Les experts de Goldman Sachs ne croient pas à un rebond durable des cours du pétrole et des autres matières premières, qui ont flambé ces dernières semaines. Pour l'équipe de recherche de GS sur les matières premières, pilotée par Jeffrey Currie, le rebond actuel est un "faux départ", dans la mesure où les marchés mondiaux restent fondamentalement caractérisés par un excès de l'offre sur la demande de matériaux.

Le pétrole resterait confiné dans un large couloir de 20$ à 40$

Le pétrole aurait ainsi désormais atteint un plafond, à l'approche des 40$, selon les analystes de la banque, pour qui l'excédent actuel de la production mondiale devrait maintenir les cours de l'or noir entre 20$ et 40$ pendant l'année à venir.

Après avoir chuté sous les 27$ le 11 février dernier, le baril de brut léger américain WTI a regagné environ 40% pour frôler les 38$ lundi.

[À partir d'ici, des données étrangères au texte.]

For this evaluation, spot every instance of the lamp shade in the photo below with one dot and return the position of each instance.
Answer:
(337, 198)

Le baril de Brent a lui aussi rebondi dans les mêmes proportions depuis la fin janvier, et a même dépassé lundi les 40$, au plus haut depuis début décembre 2015. Mardi cependant, le pétrole a fait l'objet de dégagements, après la publication de l'étude de GS (-3% à 36,73$ pour le WTI en soirée).

De manière générale, les analystes de Goldman estiment, dans leur note publiée lundi, que toute hausse des prix des matériaux de base entraînera à son tour une hausse de l'offre sur le marché, ce qui déprimera à nouveau les prix. Or, seule une réduction des capacités de production permettra aux prix de se reprendre durablement, un mouvement qui n'est pas encore enclenché malgré les tous premiers efforts des pays producteurs de pétrole.

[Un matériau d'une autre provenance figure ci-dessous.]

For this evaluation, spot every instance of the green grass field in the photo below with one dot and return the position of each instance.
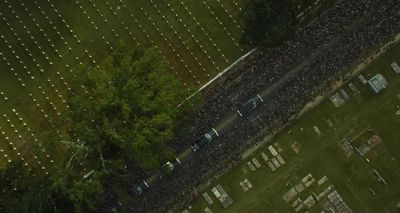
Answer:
(40, 41)
(321, 155)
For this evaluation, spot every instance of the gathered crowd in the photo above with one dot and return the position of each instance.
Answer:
(297, 71)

Ce scénario est prévisible notamment pour le minerai de fer, dont le prix a flambé de 19% mardi pour atteindre 63,74$ pour la tonne de minerai importée et livrée sur le port de Qingdao, en Chine. Ce minerai, considéré comme la référence mondiale, est ainsi remonté au plus haut depuis juin 2015.

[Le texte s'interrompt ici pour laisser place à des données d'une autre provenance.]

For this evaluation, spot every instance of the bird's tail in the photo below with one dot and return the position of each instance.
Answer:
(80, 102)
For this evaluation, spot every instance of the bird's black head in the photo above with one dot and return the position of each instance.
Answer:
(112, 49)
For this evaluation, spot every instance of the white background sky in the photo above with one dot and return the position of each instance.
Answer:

Propulsé près de 64$ la tonne par la Chine, le minerai de fer devrait retomber à 35$

Pour Goldman Sachs, mais aussi pour la banque Citigroup, ce rebond ne sera que temporaire, et résulte en grande partie de rachat de positions à découvert après les dernières déclarations des autorités chinoises.

Cette flambée du minerai de fer, matériau indispensable à la production de l'acier, est en effet intervenue alors que Pékin a écarté ce week-end tout atterrissage brutal de son économie. Les autorités chinoises ont laissé entendre qu'elles prendraient cette année de nouvelles mesures de soutien de l'économie, un soutien qui devrait profiter au secteur de la construction et des infrastructures, selon les observateurs.

Cependant, "nous pensons que la probabilité d'une amélioration durable de la demande chinoise en 2016 et 2017 est basse", affirme Goldman Sachs. En outre, pour les analystes, les capacités de production des groupes miniers mondiaux pourront facilement satisfaire toute hausse passagère de la demande chinoise, et celle-ci ne sera donc pas de nature à soutenir les prix durablement.

La banque anticipe même une forte rechute des cours du minerai de fer, et maintient son objectif de prix à 35 dollars la tonne pour la fin 2016. Pour GS, "les fondamentaux du marché sont inchangés et le "rally" actuel n'est qu'un répit. Des réductions de production dans les mines à coûts élevés seront indispensables pour faire place à producteurs à bas coûts", première étape vers un rééquilibrage de l'offre et de la demande.

La banque Citigroup a aussi indiqué mardi qu'elle conservait son opinion baissière sur le minerai de fer, tandis que le géant minier BHP Billiton, s'est également montré méfiant du récent rebond, affirmant que celui-ci ne remettait pas en cause ses prévisions prudentes à moyen et long terme.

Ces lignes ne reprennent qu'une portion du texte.